Speaking when Dr Nkhoma presented the donation of hospital beds, mattresses and equipment to Mwami Adventist Hospital on Wednesday, SDA Southern Zambia executive union president Harrington Akombwa said by running hospitals, schools and other institutions, the SDA was merely discharging its mission.
“The Seventh Day Adventist is following the footsteps of Jesus Christ who we are told in Mathew Chapter 9 verse 35 went to every town, to every city doing three things; he was healing, he was teaching and preaching,” he said. “Healing was number one; the Seventh Day Adventist Church is discharging its mission, taking the Gospel of Jesus everywhere. We’ve opened hospitals and clinics not because we have enough money to spare. We built hospitals not to compete with anyone.

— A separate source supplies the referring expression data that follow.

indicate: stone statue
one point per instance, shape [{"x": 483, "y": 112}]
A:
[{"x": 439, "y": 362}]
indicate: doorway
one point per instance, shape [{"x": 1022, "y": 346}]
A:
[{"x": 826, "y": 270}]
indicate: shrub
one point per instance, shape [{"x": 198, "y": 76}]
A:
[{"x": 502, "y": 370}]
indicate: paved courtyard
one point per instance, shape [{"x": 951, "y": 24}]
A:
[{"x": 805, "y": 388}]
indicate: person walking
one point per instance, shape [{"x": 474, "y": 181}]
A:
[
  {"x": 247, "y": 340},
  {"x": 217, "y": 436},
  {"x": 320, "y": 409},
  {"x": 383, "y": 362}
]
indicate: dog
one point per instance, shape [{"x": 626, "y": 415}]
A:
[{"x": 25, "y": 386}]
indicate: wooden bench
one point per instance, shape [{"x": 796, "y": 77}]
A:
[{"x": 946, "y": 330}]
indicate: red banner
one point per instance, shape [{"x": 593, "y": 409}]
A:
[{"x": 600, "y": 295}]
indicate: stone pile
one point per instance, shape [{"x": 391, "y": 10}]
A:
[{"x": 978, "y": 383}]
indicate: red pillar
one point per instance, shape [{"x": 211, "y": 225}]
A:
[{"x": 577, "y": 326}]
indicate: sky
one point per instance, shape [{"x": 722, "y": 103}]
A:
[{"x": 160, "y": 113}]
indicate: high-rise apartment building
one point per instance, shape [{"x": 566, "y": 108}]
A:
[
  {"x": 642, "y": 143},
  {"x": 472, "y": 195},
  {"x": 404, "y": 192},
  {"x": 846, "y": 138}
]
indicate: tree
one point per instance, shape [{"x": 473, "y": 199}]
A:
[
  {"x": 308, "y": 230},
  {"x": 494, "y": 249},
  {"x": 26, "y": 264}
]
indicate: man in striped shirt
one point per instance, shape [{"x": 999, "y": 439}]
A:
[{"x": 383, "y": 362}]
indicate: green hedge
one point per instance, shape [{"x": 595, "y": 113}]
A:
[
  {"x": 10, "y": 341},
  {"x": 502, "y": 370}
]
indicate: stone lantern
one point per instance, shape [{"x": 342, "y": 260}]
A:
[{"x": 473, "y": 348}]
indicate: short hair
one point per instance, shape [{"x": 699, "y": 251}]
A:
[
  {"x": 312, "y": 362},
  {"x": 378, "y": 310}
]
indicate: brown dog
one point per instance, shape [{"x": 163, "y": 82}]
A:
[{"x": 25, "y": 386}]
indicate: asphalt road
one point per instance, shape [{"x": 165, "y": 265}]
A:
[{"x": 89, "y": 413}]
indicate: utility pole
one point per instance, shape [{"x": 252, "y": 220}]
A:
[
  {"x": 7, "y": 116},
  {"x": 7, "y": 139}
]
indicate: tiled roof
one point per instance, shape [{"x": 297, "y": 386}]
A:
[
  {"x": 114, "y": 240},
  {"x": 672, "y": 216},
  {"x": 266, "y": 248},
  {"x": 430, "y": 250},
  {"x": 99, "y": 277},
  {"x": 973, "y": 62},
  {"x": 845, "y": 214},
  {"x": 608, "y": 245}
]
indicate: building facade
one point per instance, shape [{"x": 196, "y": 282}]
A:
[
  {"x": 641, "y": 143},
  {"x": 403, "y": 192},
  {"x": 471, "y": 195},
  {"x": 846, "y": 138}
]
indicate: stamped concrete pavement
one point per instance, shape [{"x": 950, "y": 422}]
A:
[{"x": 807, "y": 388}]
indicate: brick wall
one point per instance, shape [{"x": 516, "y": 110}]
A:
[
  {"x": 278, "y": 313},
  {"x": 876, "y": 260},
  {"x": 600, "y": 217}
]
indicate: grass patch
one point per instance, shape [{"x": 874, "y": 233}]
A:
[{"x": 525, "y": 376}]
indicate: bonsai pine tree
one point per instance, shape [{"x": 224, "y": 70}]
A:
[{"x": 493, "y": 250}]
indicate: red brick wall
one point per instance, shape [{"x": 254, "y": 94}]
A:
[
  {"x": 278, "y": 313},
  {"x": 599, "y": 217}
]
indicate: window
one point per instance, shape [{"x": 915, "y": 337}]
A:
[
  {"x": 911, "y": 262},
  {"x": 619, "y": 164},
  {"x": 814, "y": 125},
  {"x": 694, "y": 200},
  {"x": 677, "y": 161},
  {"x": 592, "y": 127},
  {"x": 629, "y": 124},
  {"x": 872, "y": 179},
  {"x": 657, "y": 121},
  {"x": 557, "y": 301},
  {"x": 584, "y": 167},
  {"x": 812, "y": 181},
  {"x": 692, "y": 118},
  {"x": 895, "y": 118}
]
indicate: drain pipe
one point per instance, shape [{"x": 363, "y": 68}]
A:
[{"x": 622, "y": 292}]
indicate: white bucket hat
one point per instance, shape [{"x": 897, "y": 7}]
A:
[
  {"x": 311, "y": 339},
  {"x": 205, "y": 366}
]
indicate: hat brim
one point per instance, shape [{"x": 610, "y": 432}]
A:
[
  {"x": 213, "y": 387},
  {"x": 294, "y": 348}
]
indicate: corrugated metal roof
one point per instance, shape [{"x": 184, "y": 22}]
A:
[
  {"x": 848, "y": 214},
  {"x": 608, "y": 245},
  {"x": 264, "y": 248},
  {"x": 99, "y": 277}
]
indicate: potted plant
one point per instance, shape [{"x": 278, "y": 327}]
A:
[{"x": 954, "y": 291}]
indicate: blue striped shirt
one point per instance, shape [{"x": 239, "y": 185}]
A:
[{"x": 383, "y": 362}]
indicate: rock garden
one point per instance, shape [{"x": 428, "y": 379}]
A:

Sometimes, there is a spirit that comes up that we are doing these things as if we are challenging somebody, we are simply not, we are supplementing the effort of the government.”
Dr Akombwa said Dr Nkhoma’s donation was an encouragement to the Seventh Day Adventist Church and the government at large.
He also said the church was planning to come up with a medical school that would be training doctors.
Dr Akombwa said the church had been looking for various partners that would work with it in setting up a medical school.
He also commended the government for grading the Chipata/Mwami Adventist hospital road.
And Dr Nkhoma paid tribute to America’s Faith in Action organisation for the donation.
He said the donated beds, mattresses and other hospital equipment would go to the maternity wing.
“Some would ask, why Mwami and why maternity ward? Life begins at birth and so my journey in the healthcare began here, so I feel I was born here. I decided that the place to start with the little that I have is the maternity ward,” Dr Nkhoma said.
He thanked the Zambian community in the USA for helping him to ship the equipment from that country to Zambia.
Dr Nkhoma said Zambians could do much and render assistance to areas of needy.
“Democracy is government of the people and for the people. We are the people, we can’t sit down and wait for somebody in the office. With small efforts like this, we can be surprised that we can do much more. If we come together we can do much more than this,” said Dr Nkhoma.
Eastern Province assistant secretary Royd Tembo, who represented provincial permanent secretary Veronica Mwiche, thanked Dr Nkhoma for the support.
Tembo said the donation was a milestone to the attainment of the universal health coverage by 2030.
He said the hospital attended to between 16,000 and 21,000 patients per annum.
Tembo urged Zambians to emulate Dr Nkhoma’s gesture.